Basic endpoint querying examples

Fossil occurrences

# Simple occurrence query
occs = pbdb_occurrences(base_name="Mammalia", limit=10)

# Specific occurrence
single_occ = pbdb_occurrence("occ:1001", vocab="pbdb", show=["coords", "class"])
# old-style numeric-only id
single_occ = pbdb_occurrence(1001, vocab="pbdb", show=["coords", "class"])
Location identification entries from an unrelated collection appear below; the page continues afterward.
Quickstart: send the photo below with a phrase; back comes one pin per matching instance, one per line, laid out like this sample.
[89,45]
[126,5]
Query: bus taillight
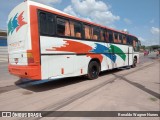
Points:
[30,58]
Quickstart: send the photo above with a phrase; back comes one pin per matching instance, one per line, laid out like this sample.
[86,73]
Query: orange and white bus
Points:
[45,43]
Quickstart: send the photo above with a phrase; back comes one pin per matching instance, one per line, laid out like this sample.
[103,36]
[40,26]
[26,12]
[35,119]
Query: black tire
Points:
[134,63]
[93,70]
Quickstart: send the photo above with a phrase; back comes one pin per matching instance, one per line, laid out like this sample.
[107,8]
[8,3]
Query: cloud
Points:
[141,39]
[70,10]
[47,2]
[128,21]
[96,11]
[155,31]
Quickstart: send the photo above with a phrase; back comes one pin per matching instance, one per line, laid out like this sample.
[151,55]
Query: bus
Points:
[45,43]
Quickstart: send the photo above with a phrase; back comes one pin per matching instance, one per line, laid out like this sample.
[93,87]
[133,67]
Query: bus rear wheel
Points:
[93,70]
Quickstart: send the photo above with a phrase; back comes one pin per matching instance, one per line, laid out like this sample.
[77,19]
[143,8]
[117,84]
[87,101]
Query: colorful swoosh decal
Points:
[77,47]
[105,51]
[16,23]
[80,48]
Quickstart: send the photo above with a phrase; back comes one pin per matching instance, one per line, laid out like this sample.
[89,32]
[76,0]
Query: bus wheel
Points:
[134,63]
[93,70]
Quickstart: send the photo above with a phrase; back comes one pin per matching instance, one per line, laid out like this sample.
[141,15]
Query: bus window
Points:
[129,40]
[107,36]
[115,37]
[120,38]
[46,23]
[95,33]
[102,35]
[124,39]
[110,37]
[76,29]
[63,28]
[87,32]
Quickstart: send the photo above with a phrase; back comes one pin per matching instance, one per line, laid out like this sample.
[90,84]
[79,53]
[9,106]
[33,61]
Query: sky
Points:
[139,17]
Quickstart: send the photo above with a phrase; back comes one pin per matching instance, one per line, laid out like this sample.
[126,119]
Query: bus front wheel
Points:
[93,70]
[134,63]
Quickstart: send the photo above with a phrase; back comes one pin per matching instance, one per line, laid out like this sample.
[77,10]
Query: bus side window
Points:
[46,24]
[129,40]
[102,35]
[76,29]
[115,37]
[110,37]
[124,39]
[63,28]
[95,33]
[120,38]
[107,36]
[87,31]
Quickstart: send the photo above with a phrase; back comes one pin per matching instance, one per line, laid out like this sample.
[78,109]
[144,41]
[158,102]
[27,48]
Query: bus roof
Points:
[56,11]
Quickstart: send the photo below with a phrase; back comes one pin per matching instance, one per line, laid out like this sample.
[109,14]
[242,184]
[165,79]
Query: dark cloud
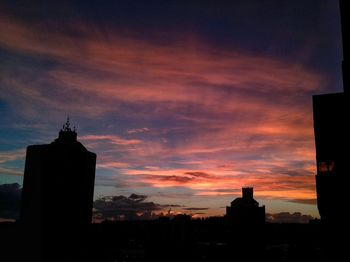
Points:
[286,217]
[199,174]
[196,208]
[122,207]
[304,201]
[10,196]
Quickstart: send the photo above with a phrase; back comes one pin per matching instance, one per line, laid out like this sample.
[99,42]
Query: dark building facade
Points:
[245,209]
[331,128]
[57,196]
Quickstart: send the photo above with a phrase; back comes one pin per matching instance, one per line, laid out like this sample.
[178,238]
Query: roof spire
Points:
[66,126]
[67,133]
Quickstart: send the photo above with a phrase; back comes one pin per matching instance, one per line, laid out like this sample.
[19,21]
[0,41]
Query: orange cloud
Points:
[216,119]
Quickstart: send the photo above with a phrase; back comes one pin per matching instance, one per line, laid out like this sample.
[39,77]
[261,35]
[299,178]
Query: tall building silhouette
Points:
[57,194]
[331,138]
[245,209]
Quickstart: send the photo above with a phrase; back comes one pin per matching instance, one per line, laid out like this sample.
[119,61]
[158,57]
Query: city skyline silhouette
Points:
[172,155]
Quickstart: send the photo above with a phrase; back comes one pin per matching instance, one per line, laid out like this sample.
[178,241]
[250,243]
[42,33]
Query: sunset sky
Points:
[182,101]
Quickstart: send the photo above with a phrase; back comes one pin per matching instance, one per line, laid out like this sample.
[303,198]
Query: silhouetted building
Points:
[331,138]
[58,186]
[245,209]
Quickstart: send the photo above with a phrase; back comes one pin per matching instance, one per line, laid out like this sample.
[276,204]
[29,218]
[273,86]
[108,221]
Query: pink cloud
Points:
[239,118]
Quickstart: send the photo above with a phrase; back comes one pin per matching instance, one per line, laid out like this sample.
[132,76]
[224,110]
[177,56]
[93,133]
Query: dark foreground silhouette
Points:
[180,239]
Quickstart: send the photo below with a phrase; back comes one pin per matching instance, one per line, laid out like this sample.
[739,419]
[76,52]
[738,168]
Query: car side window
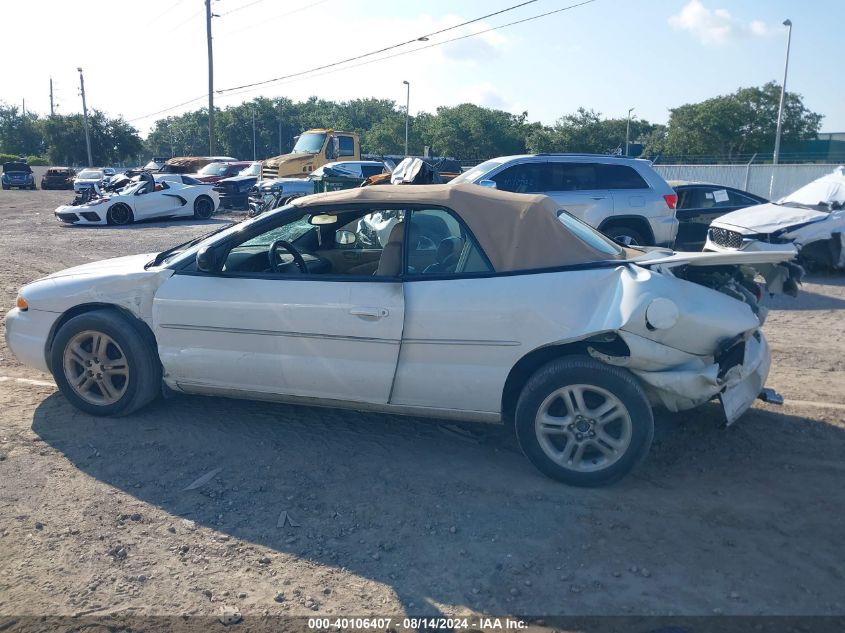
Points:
[438,243]
[738,200]
[619,177]
[524,178]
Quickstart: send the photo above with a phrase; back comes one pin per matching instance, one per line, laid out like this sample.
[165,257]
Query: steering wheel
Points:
[297,257]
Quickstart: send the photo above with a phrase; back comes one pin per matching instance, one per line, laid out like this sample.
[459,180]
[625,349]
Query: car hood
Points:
[122,281]
[768,218]
[116,265]
[238,179]
[287,184]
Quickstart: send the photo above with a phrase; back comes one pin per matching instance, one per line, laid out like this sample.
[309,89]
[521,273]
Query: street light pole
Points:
[407,112]
[85,118]
[210,79]
[776,155]
[628,130]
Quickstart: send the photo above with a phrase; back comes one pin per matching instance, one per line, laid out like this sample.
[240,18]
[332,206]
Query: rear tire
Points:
[105,363]
[625,235]
[120,214]
[583,422]
[203,207]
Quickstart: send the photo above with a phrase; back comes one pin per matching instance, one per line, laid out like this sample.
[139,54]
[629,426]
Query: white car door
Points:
[154,204]
[333,337]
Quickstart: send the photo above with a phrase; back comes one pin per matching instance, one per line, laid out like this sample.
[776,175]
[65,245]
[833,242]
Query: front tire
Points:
[625,235]
[203,207]
[119,214]
[583,422]
[105,364]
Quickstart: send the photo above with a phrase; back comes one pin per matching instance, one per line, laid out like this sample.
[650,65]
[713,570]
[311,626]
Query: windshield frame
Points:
[307,148]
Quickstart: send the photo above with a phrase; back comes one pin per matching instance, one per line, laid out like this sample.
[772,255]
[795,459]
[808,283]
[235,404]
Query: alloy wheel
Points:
[583,427]
[96,368]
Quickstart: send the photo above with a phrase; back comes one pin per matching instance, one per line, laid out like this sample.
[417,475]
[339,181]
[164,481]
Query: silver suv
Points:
[622,197]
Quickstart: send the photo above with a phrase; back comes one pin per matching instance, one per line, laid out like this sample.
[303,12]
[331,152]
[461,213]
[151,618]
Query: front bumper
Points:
[747,245]
[27,334]
[694,383]
[234,200]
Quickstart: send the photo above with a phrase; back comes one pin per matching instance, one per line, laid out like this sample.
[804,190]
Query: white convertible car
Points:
[476,304]
[143,200]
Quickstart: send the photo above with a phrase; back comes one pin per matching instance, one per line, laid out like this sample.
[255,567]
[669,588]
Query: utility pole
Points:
[407,113]
[776,155]
[85,118]
[210,79]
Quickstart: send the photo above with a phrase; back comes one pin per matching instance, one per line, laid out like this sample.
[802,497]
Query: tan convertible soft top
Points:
[516,231]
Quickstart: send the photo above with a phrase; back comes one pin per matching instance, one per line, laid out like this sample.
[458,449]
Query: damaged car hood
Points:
[116,265]
[769,218]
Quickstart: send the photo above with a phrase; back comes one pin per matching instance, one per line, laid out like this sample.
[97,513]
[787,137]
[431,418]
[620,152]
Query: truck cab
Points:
[313,149]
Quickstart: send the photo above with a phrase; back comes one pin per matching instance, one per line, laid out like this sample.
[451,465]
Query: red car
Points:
[218,171]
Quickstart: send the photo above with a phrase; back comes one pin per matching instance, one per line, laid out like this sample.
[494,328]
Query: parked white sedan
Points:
[809,222]
[144,200]
[475,304]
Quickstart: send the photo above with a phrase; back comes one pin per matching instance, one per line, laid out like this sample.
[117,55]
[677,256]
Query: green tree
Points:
[728,127]
[585,131]
[468,131]
[19,133]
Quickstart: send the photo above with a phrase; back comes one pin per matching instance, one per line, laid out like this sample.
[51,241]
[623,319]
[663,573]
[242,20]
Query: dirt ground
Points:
[393,515]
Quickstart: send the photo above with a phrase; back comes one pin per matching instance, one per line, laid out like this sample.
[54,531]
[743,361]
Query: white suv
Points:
[622,197]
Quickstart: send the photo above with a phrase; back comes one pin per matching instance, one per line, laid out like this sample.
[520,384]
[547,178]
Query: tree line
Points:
[724,129]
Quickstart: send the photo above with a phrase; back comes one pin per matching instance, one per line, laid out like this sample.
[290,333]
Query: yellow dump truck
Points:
[313,149]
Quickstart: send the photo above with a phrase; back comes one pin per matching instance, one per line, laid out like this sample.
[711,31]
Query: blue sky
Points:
[609,55]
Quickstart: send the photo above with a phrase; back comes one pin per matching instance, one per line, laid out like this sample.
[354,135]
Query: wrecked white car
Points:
[475,304]
[809,222]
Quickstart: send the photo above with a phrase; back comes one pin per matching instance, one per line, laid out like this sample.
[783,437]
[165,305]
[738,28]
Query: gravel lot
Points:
[400,515]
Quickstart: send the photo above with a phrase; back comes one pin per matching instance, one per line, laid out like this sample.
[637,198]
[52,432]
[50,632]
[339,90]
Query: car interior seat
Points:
[448,254]
[390,262]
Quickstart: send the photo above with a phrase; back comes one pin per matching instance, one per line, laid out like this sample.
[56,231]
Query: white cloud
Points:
[715,26]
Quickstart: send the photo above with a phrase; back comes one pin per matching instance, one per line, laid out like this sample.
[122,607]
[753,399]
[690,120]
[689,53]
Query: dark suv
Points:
[17,174]
[58,178]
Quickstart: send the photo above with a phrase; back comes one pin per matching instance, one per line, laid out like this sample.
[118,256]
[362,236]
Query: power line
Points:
[241,8]
[421,38]
[273,19]
[295,77]
[231,92]
[178,105]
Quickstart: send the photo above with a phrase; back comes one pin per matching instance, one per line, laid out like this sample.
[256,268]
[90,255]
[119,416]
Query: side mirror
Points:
[207,260]
[345,237]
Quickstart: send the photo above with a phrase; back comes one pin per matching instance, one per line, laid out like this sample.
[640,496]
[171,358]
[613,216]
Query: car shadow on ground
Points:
[452,513]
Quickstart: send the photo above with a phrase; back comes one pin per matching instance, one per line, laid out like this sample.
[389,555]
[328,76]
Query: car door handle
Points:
[370,313]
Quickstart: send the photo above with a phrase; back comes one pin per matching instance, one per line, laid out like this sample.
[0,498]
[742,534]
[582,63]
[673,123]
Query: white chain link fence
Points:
[753,178]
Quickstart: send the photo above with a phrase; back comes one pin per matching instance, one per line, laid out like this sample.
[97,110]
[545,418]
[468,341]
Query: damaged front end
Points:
[693,333]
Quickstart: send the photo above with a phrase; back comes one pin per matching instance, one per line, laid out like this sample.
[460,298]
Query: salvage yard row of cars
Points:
[492,298]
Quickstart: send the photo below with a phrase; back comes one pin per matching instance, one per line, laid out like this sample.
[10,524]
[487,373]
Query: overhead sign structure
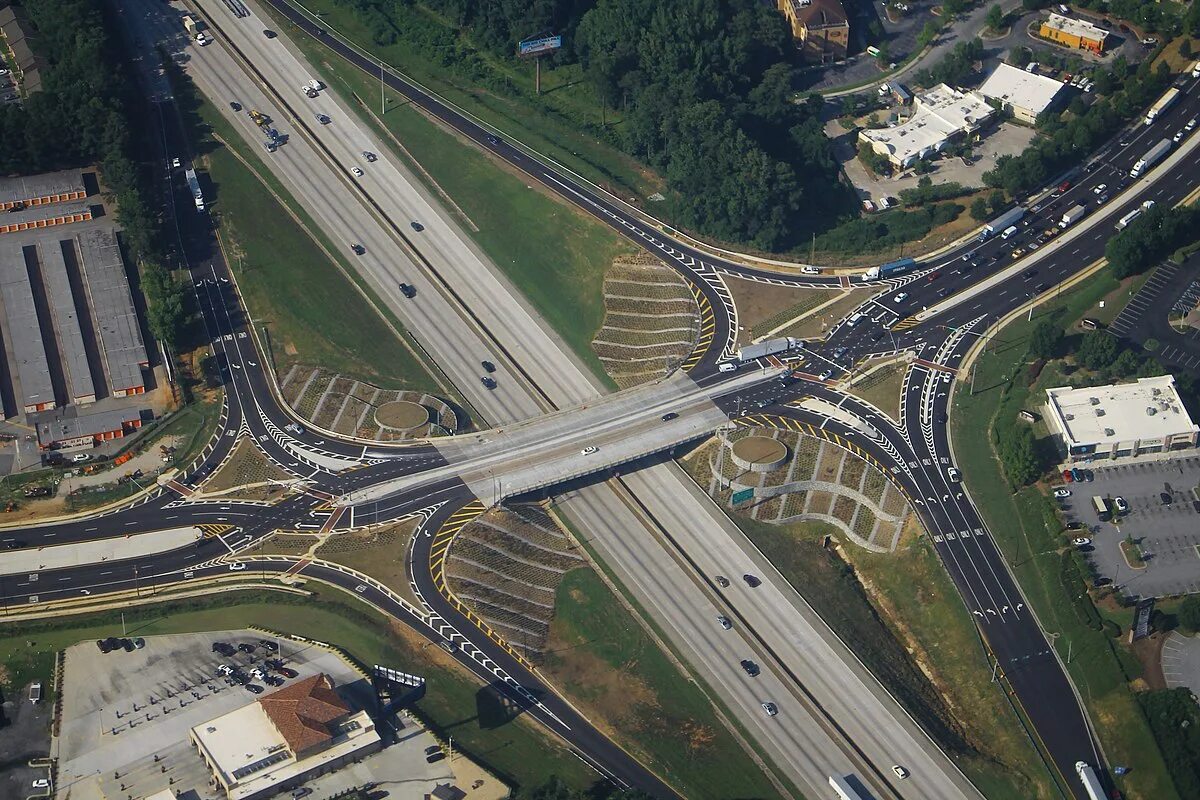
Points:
[539,44]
# Geographic and temporal filtering
pliocene_mammals = pbdb_occurrences(
    base_name="Mammalia",
    interval="Pliocene",
    lngmin=-130.0, lngmax=-60.0,
    latmin=25.0, latmax=70.0,
    show=["coords", "classext", "stratext"],
    vocab="pbdb"
)

Taxonomic data

mammalia = pbdb_taxon(name="Mammalia", vocab="pbdb", show=["attr", "size"])

carnivores = pbdb_taxa(
    name="Carnivora",
    rel="children",
    vocab="pbdb",
    show=["attr", "app"]
)

suggestions = pbdb_taxa_auto(name="Cani", limit=10)

Collections and geography

european_collections = pbdb_collections(
    lngmin=-10.0, lngmax=40.0,
    latmin=35.0, latmax=65.0,
    interval="Cenozoic"
)

clusters = pbdb_collections_geo(
    level=2,
    lngmin=0.0, lngmax=15.0,
    latmin=45.0, latmax=55.0
)

Specimens and measurements

whale_specimens = pbdb_specimens(
    base_name="Cetacea",
    interval="Miocene",
    vocab="pbdb"
)

measurements = pbdb_measurements(
    spec_id=["spm:1505", "spm:30050"],
    show=["spec", "methods"],
    vocab="pbdb"
)
measurements = pbdb_measurements(
    spec_id=[1505, 30050],
    show=["spec", "methods"],
    vocab="pbdb"
)

Advanced features

Rich field names

Use vocab="pbdb" for descriptive field names:

df_short = pbdb_occurrences(base_name="Canis", limit=5)            # compact codes
df_full  = pbdb_occurrences(base_name="Canis", limit=5, vocab="pbdb") # full names

Additional information blocks

detailed_occs = pbdb_occurrences(
    base_name="Dinosauria",
    interval="Cretaceous",
    show=["coords","classext","stratext","ident","loc"],
    vocab="pbdb"
)

Time and stratigraphy

old_mammals = pbdb_occurrences(base_name="Mammalia", min_ma=50.0, max_ma=65.0)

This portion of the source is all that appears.